Unicode update

Just a quick post to update plans to finish my Unicode patches.

I've been missing-in-action with C++ committee work for the last couple of weeks, but plan to resume where I left off next week.

Currently I have a reviewed-patch outstanding to extend support for the broad range of string literals in C++0x. I'll need to bring that up to spec with the latest branch but should be looking to clear that up on Monday before starting the next steps.

While my own focus is clearly C++, especially C++0x, there seems a reasonable overlap with C in this area so I would like to make sure this is handled well before we freeze for the first Clang release. So the specific features I think I should focus on are:

i/ UCN support, as required by C99.
ii/ Unicode TR support, which is essentially typedefs for Unicode types and support for their literals.

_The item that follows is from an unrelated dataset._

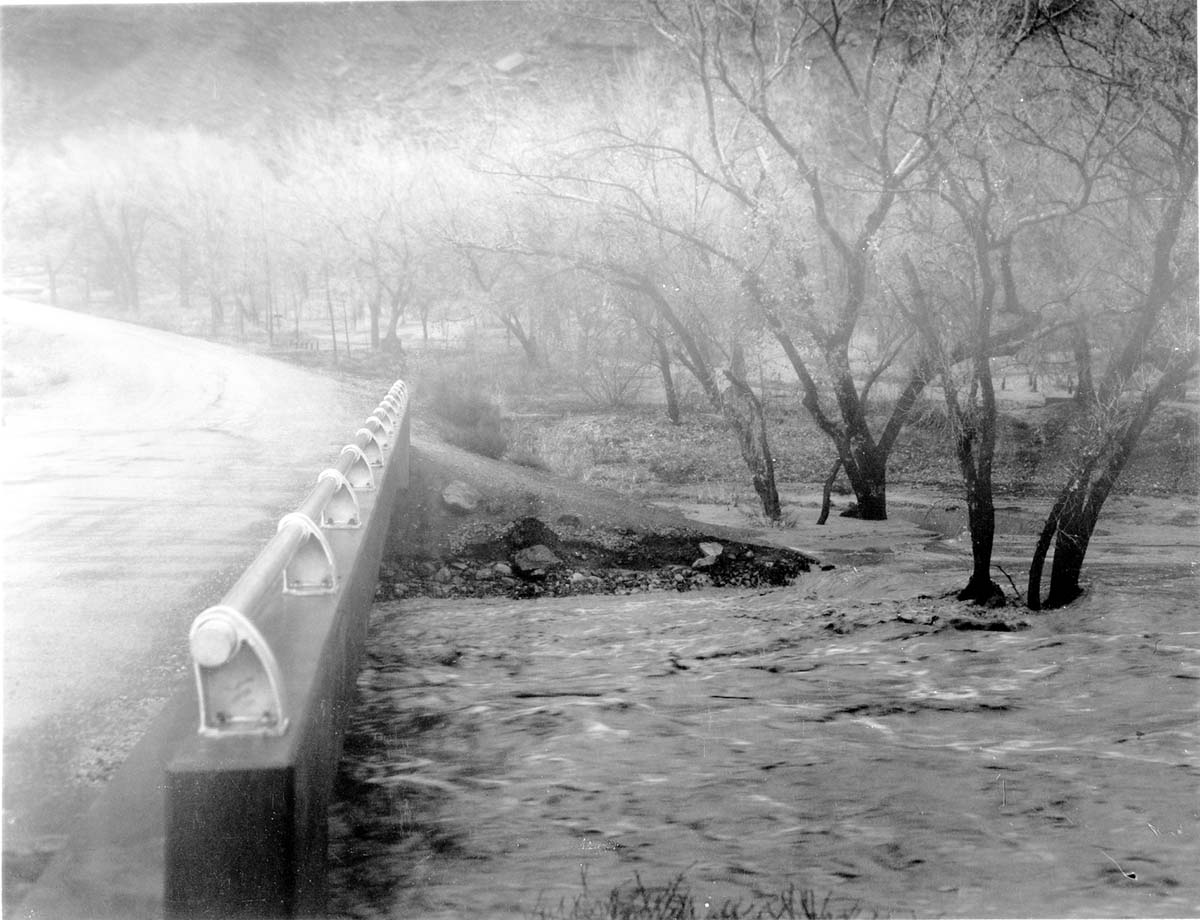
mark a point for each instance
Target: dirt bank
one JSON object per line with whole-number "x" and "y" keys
{"x": 855, "y": 734}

The Unicode TR has some library requirements as well, but I'm not sure what to do about those.

Should I require a command line flag to enable Unicode in C99?
Or should this be the default?

If a flag is preferred, could someone suggest something appropriate?

Also, are there any other outstanding issues with Unicode, UCN or literal support in C I should be aware of? While I am in this part of the parser I would prefer to sign off that we are feature complete before moving onto other issues.

AlisdairM

For Unicode in comments and strings, I don't see why it we'd need a
flag. We might want to copy gcc's -fextended-identifiers option,
though, because I'm not sure such constructs will actually work
correctly. gcc generates and binutils accepts assembler constructs
like "call ιΆ¨", but llvm-gcc doesn't generate ABI-compatible code, and
I'm not sure what other toolchains do.

-Eli

Sorry - I was thinking about support for char16_t/char32_t and the new literals from the Unicode TR here, rather than UCNs and extended Unicode characters in source files (which I assumed we should simply always support in C99 mode)

So should I add a command line switch to explicitly enable the Unicode TR?

Should I add an experimental C1x mode to support Unicode and _Static_assert in C?

AlisdairM

Sorry - I was thinking about support for char16_t/char32_t and the new literals from the Unicode TR here, rather than UCNs and extended Unicode characters in source files (which I assumed we should simply always support in C99 mode)

Oh, oops, I wasn't reading carefully enough.

So should I add a command line switch to explicitly enable the Unicode TR?

Should I add an experimental C1x mode to support Unicode and _Static_assert in C?

I think an experimental C1x mode would be the best way to deal with
this, similar to the C++0x mode. I don't think a separate Unicode
command-line switch is really necessary; it might be simpler to have a
"UnicodeTypes" boolean in LangOpts so that you don't have to write
constructs like "if c++0x or c1x" all over the place, though.

-Eli